I’ve prepared this post to automatically appear on September 6, when Read Russia Prizes will be awarded in Moscow, at the conclusion of the International Congress of Literary Translators. I’ll be at the ceremony and will add a comment—likely from Anonymous!—with the winners’ names.

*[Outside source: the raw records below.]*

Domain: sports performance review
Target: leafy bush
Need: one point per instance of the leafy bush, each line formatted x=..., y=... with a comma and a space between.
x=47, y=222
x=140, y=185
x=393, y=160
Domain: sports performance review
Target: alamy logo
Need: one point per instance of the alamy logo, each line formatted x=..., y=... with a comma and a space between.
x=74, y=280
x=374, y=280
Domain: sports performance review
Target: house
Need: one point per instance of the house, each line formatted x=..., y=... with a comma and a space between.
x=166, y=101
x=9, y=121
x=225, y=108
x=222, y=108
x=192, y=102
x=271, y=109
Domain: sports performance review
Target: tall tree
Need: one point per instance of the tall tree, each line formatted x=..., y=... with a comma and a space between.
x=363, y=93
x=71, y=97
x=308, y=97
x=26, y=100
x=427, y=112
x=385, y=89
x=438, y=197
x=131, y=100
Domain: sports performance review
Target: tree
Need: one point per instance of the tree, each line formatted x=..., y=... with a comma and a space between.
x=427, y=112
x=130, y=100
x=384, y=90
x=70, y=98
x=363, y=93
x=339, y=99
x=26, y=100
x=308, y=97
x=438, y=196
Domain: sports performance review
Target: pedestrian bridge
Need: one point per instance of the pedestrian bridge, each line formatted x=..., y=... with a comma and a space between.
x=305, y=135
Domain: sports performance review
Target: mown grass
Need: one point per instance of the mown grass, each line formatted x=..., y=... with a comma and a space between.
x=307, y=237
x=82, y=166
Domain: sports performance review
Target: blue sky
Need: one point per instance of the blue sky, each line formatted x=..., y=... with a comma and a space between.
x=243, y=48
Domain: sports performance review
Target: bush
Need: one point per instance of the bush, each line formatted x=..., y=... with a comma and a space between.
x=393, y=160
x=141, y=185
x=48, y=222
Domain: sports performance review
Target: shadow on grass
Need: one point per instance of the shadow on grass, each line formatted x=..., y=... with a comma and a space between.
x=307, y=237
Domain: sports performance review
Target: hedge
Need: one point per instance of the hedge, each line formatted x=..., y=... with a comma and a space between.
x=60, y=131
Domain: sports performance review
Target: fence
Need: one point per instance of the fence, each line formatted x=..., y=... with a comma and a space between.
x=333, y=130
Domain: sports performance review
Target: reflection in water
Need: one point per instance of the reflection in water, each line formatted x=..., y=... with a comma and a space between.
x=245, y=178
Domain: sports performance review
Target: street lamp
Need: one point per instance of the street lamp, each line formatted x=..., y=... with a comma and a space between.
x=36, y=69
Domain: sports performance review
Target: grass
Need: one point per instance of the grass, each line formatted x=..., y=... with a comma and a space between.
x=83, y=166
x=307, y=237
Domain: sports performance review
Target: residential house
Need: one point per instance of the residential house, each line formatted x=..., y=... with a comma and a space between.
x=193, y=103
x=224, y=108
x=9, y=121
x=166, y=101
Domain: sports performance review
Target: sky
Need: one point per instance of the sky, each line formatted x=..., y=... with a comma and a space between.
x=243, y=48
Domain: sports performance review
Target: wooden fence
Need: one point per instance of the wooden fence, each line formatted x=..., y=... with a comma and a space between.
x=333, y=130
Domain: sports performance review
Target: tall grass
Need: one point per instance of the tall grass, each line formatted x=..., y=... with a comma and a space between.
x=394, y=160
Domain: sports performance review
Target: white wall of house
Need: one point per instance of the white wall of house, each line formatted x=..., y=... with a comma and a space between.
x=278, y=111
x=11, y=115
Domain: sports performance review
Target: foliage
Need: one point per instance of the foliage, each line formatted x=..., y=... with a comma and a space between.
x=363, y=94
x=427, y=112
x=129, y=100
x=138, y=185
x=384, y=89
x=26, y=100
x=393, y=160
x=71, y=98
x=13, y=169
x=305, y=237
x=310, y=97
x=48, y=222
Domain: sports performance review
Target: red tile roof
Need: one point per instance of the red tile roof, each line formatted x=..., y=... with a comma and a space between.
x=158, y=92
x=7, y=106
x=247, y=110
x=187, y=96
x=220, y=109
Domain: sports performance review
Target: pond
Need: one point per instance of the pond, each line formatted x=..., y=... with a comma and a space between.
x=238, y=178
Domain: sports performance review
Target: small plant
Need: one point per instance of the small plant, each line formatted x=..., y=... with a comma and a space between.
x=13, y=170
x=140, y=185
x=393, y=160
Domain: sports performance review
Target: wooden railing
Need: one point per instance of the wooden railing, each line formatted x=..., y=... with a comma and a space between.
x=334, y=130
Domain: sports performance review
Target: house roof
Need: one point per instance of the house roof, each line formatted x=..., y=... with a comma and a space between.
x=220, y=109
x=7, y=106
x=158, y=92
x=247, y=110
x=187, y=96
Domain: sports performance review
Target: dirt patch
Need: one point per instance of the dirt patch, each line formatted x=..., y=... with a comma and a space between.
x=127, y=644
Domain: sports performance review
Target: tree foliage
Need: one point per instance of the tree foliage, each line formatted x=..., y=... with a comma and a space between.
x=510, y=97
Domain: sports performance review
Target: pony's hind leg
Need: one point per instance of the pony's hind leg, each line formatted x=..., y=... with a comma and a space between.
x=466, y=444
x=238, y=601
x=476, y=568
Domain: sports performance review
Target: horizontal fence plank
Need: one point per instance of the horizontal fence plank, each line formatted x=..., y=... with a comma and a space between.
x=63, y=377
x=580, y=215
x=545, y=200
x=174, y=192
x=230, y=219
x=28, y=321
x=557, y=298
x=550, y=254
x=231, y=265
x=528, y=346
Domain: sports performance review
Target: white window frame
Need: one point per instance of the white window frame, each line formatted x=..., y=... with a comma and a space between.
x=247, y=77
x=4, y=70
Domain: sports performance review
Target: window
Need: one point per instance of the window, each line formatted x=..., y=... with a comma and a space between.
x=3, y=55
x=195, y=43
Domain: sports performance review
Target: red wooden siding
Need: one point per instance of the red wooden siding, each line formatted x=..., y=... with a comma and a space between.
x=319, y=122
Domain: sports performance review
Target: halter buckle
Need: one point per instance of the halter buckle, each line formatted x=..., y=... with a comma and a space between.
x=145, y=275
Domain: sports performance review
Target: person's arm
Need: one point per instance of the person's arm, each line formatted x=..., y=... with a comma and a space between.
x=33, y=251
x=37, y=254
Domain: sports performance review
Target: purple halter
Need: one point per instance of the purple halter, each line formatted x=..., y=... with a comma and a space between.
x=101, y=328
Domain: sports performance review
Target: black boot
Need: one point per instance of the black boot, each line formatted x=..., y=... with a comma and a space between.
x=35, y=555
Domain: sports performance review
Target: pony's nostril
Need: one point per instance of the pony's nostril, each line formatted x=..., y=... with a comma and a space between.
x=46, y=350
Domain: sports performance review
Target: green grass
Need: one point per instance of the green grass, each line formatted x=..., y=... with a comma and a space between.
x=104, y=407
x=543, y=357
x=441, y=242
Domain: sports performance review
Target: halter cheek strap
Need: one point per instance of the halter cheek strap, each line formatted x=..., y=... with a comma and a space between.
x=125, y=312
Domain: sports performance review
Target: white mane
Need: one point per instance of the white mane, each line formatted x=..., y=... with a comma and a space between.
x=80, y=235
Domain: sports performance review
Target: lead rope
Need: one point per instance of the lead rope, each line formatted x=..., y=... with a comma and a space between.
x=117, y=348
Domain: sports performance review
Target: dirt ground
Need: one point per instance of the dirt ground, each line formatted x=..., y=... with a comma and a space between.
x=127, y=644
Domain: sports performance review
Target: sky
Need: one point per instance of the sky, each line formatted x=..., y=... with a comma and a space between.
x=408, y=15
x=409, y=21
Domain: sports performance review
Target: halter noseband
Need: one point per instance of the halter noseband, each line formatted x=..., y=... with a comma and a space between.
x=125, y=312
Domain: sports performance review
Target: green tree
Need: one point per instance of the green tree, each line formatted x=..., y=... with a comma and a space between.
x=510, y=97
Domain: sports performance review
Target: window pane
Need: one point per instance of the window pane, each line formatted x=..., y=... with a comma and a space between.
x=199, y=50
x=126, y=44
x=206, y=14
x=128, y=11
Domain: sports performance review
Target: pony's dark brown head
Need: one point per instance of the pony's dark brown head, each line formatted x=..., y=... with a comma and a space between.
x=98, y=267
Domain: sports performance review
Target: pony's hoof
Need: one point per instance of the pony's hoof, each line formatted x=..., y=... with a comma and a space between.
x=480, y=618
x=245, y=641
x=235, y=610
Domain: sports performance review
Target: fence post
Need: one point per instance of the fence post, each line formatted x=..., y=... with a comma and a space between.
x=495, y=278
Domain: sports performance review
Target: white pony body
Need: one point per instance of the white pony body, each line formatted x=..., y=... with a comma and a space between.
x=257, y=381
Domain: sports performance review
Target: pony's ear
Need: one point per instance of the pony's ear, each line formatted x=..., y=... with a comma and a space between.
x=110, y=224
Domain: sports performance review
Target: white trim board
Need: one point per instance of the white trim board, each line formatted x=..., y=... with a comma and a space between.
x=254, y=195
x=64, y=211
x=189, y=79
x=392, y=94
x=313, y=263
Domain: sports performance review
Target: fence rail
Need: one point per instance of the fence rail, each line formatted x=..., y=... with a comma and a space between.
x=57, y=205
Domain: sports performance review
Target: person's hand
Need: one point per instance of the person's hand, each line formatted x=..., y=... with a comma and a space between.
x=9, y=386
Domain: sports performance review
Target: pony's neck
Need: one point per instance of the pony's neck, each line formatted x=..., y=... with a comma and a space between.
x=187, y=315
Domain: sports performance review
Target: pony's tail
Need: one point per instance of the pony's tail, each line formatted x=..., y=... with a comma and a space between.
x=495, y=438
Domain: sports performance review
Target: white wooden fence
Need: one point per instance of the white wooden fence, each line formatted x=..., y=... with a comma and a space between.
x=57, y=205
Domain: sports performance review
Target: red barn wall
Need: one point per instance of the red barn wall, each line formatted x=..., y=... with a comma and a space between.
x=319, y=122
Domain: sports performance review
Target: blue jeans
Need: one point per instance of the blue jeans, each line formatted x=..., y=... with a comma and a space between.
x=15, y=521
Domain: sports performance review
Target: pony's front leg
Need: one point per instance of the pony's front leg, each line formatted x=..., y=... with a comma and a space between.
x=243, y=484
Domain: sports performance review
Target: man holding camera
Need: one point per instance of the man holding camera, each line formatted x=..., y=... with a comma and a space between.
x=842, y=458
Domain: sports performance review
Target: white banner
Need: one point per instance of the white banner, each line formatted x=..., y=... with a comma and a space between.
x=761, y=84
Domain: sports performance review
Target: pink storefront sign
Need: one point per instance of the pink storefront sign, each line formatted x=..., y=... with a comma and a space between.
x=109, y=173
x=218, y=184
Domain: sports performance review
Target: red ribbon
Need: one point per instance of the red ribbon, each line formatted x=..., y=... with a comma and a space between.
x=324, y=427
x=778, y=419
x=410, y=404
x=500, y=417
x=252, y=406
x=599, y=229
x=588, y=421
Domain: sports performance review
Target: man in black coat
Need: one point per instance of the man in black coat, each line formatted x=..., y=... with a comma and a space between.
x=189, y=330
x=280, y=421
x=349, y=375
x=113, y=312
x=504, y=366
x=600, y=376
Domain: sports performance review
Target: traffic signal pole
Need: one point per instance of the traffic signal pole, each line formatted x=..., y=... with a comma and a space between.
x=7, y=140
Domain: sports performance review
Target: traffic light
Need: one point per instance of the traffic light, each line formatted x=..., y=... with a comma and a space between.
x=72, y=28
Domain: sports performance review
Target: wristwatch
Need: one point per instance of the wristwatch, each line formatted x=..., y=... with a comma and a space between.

Here are lists of finalists; the award’s long list is here.
For 19th-century classic Russian literature:
- Vera Bischitzky for her translation of Ivan Goncharov’s novel Oblomov (Germany);
- Alejandro Ariel Gonzales for his translation of Fyodor Dostoevsky’s novella The Double (Argentina); and
- Jorge Ferrer Diaz for his translation of Alexander Herzen’s work My Past and Thoughts (Spain).
For 20th-century Russian literature (works written before 1990):
- Alexander Nitzberg for his translation of Mikhail Bulgakov’s novel Master and Margarita (Austria);
- Daniela Rizzi for her translation of Osip Mandelshtam’s prose works The Noise of Time (Italy);
- Joanne Turnbull and Nikolai Formozov for their translation of Sigizmund Krzhizhanovsky’s collection Autobiography of a Corpse (United States);
- Henryk Chlystowski for his translation of Mikhail Slonimsky’s book of short stories Warsaw (Poland); and
- Elizabeth and Robert Chandler for their translation of Vasily Grossman’s book An Armenian Sketchbook (Great Britain).
For contemporary Russian literature (works written after 1990):
- Julie Bouvard for her translation of Eduard Kochergin’s novel Christened with Crosses (France);
- Ives Gauthier for his translation of Andrei Rubanov’s novel A Successful Life (France);
- Nicoletta Marcialis for her translation of Zakhar Prilepin’s novel Sin (Italy);
- Ljubinka Milincic for her translation of Georgy Vladimov’s novel The General and His Army (Serbia);
- Ewa Rojewska-Olejarczuk for her translation of Viktor Pelevin’s novel T (Poland); and
- Marian Schwartz for her translation of Leonid Yuzefovich’s novel Harlequin’s Costume (United Kingdom).
- Abderrahim Lataoui for his translation of Selected Masterpieces of Russian Poetry, by 19th- and 20th-century poets (Morocco);
- Liu Wenfei for his translation of lyrical works by Alexander Pushkin (China); and
- Martina Jakobson for her translation of Arseny Tarkovsky’s book A Herd of Deer (Germany).
Up Next: A nap, please! And then lots of books I’ve read but not posted about during one very busy summer.
Disclaimers: I work on small projects for Read Russia and know many of the translators and publishers named in these lists.